Si miramos el mundo de hoy, vemos muchas de las situaciones desesperadas que Jesús vio. Por ejemplo, en Rusia hay actualmente millones de niños sin hogar. Aun en los países occidentales hay niños que viven en barrios pobres, víctimas frecuentes de hogares destruidos, a menudo sin conocer a su padre, y rodeados por una cultura de la droga que amenaza con devorarlos. Como sustituto del amor familiar del que carecen, muchos se unen a pandillas callejeras, protagonistas de violentos enfrentamientos. Otros sucumben a la inmoralidad, tan sólo para encontrar promesas vacías o quizás un resultado aun más trágico. En los noticieros vemos a los refugiados que huyen de los terribles combates étnicos y tribales. ¿Están esas personas fuera de nuestro alcance? ¿Cómo las ayudamos?
Una buena forma de empezar es saber cada día que en la creación espiritual de Dios, no hay personas inalcanzables, ni nadie que esté fuera del alcance del amor de Dios. Pero para que nuestro trabajo tenga éxito, debemos ir más allá de las palabras o de la repetición superficial de verdades espirituales. Para sanar los problemas crónicos y agudos de nuestro tiempo, necesitamos el amor que Jesús tenía, la compasión del Cristo.
Esa compasión no conoce barreras. El pensamiento claro y puro de quien ve al hombre como Dios lo hizo, como la expresión inocente del Espíritu, no sepultado en el sentido corpóreo y material, puede sanar. Esa clase de pensamiento puede alcanzar aun a aquellos a quienes quizás no se haya dirigido específicamente. Quienes son perseguidos injustamente por razones políticas u otros delitos pueden encontrar esperanza y ser bendecidos mediante las oraciones de quienes abrazan al mundo con compasión y amor.
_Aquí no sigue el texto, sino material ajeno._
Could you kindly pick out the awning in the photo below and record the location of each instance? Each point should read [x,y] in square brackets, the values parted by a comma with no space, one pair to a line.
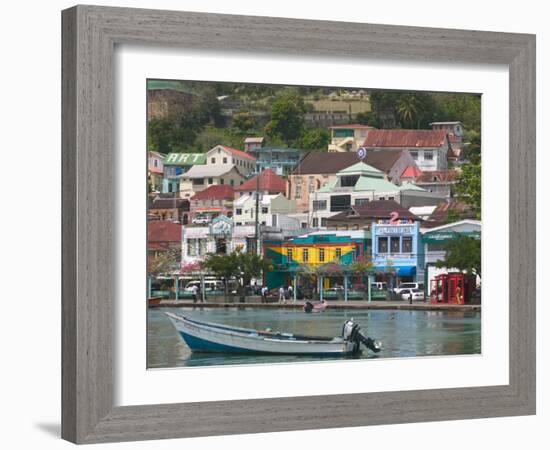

El siguiente relato demuestra el efecto sanador de la compasión en su sentido más amplio. Una mañana, una mujer fue a visitar a su hija, que estaba en el hospital. Los médicos le dijeron que su hija se estaba muriendo de una enfermedad incurable. Le dijeron que lo lamentaban, pero que habían hecho todo lo posible.
La mujer, desesperada, salió del hospital y comenzó a caminar sin rumbo, pidiéndole a Dios que la ayudara. Mientras esperaba en una esquina que el semáforo cambiara, sin darse cuenta de lo que hacía, se volvió a un hombre parado a su lado y le dijo en voz alta: “Dios mío, ¿qué voy a hacer? Acabo de estar en el hospital, y los médicos me dijeron que a mi hija le queda poco tiempo de vida”. El hombre sonrió y le dijo: “Señora, creo que Dios la ha enviado a mí para que la ayude. Aquí tiene mi tarjeta. Por favor, llámeme a este número más tarde”.
Aquel hombre resultó ser un practicista y maestro de la Christain Science. A través de él, la mujer encontró esta Ciencia y su hija pudo salir del hospital y ser sanada mediante el tratamiento en la Christian Science. ¿Qué llevó a aquella madre a encontrar a ese practicista? Dios la guió. Y la compasión del practicista le atrajo, llegó a su pensamiento y la impulsó a hablarle. ¿No fue esa misma compasión, derivada de la clara visión de que el hombre es la semejanza de Dios, la atrajo a María Magdalena, al leproso, y a tantos otros hacia Jesús, en busca de curación? Así es la naturaleza del Cristo. Expresa todo el poder del Amor divino, y no hay oscuridad que pueda resistir su luz.